Use this drug as ordered by your doctor. Read all information given to you. Follow all instructions closely.
- Take with or without food. Take with food if it causes an upset stomach.
- Measure liquid doses carefully. Use the measuring device that comes with this drug. If there is none, ask the pharmacist for a device to measure this drug.
- If you take this drug on a regular basis, take a missed dose as soon as you think about it.
- If it is close to the time for your next dose, skip the missed dose and go back to your normal time.
- Do not take 2 doses at the same time or extra doses.
- Many times this drug is taken on an as needed basis. Do not take more often than told by the doctor.
- Store at room temperature in a dry place. Do not store in a bathroom.
- Store this drug in a safe place where children cannot see or reach it, and where other people cannot get to it. A locked box or area may help keep this drug safe. Keep all drugs away from pets.
- Throw away unused or expired drugs. Do not flush down a toilet or pour down a drain unless you are told to do so. Check with your pharmacist if you have questions about the best way to throw out drugs. There may be drug take-back programs in your area.
- If your symptoms or health problems do not get better or if they become worse, call your doctor.
- Do not share your drugs with others and do not take anyone else’s drugs.
- Some drugs may have another patient information leaflet. If you have any questions about this drug, please talk with your doctor, nurse, pharmacist, or other health care provider.
- Some drugs may have another patient information leaflet. Check with your pharmacist. If you have any questions about this drug, please talk with your doctor, nurse, pharmacist, or other health care provider.

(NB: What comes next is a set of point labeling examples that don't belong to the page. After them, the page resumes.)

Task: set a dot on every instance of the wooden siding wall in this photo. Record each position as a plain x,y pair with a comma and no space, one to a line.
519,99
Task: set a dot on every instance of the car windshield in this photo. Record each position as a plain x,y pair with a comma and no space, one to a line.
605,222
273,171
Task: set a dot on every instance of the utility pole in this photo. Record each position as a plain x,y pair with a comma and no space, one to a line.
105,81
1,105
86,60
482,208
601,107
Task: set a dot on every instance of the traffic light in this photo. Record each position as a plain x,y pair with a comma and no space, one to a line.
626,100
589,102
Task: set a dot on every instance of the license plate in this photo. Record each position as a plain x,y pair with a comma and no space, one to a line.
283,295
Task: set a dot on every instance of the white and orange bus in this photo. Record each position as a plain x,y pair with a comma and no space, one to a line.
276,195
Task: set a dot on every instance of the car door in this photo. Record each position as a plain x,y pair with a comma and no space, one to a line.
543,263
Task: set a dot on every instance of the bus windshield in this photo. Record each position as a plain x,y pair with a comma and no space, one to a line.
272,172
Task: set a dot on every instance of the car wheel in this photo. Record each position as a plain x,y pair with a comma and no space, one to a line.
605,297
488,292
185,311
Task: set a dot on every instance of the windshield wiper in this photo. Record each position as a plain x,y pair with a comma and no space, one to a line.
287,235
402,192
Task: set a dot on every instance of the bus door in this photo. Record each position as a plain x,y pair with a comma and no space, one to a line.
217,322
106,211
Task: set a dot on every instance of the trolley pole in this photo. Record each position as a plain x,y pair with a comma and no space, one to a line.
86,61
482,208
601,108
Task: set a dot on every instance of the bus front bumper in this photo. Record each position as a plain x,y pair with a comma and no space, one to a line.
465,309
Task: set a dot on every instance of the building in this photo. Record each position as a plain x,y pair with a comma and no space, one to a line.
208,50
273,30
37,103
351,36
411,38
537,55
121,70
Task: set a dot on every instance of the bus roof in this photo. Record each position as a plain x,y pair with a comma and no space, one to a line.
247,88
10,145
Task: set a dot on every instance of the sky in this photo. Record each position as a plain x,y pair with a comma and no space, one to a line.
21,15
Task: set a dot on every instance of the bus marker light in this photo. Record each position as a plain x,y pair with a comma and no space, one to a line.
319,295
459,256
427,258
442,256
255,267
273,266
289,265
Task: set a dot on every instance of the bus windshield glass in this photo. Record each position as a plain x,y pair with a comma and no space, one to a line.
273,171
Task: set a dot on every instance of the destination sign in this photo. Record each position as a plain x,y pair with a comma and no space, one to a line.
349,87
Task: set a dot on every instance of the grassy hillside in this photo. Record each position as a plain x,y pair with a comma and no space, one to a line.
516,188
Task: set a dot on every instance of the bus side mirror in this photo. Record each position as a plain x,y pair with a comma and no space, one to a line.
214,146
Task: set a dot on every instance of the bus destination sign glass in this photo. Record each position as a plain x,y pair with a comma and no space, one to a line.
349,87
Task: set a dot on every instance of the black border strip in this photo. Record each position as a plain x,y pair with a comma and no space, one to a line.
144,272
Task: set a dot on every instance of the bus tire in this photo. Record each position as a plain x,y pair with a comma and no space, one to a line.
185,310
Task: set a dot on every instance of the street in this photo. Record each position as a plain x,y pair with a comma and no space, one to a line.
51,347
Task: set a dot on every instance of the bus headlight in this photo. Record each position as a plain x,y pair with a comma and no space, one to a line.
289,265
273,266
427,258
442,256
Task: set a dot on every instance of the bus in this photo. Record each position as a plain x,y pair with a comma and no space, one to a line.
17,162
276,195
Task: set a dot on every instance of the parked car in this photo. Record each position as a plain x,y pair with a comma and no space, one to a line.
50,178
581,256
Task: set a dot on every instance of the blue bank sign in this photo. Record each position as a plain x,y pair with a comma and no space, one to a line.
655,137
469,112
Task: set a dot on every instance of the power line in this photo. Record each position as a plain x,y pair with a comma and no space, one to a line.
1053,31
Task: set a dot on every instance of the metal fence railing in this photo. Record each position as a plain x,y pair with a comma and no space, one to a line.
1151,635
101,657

- If you think there has been an overdose, call your poison control center or get medical care right away. Be ready to tell or show what was taken, how much, and when it happened.
This information should not be used to decide whether or not to take this medicine or any other medicine. Only the healthcare provider has the knowledge and training to decide which medicines are right for a specific patient. This information does not endorse any medicine as safe, effective, or approved for treating any patient or health condition. This is only a brief summary of general information about this medicine. It does NOT include all information about the possible uses, directions, warnings, precautions, interactions, adverse effects, or risks that may apply to this medicine. This information is not specific medical advice and does not replace information you receive from the healthcare provider. You must talk with the healthcare provider for complete information about the risks and benefits of using this medicine.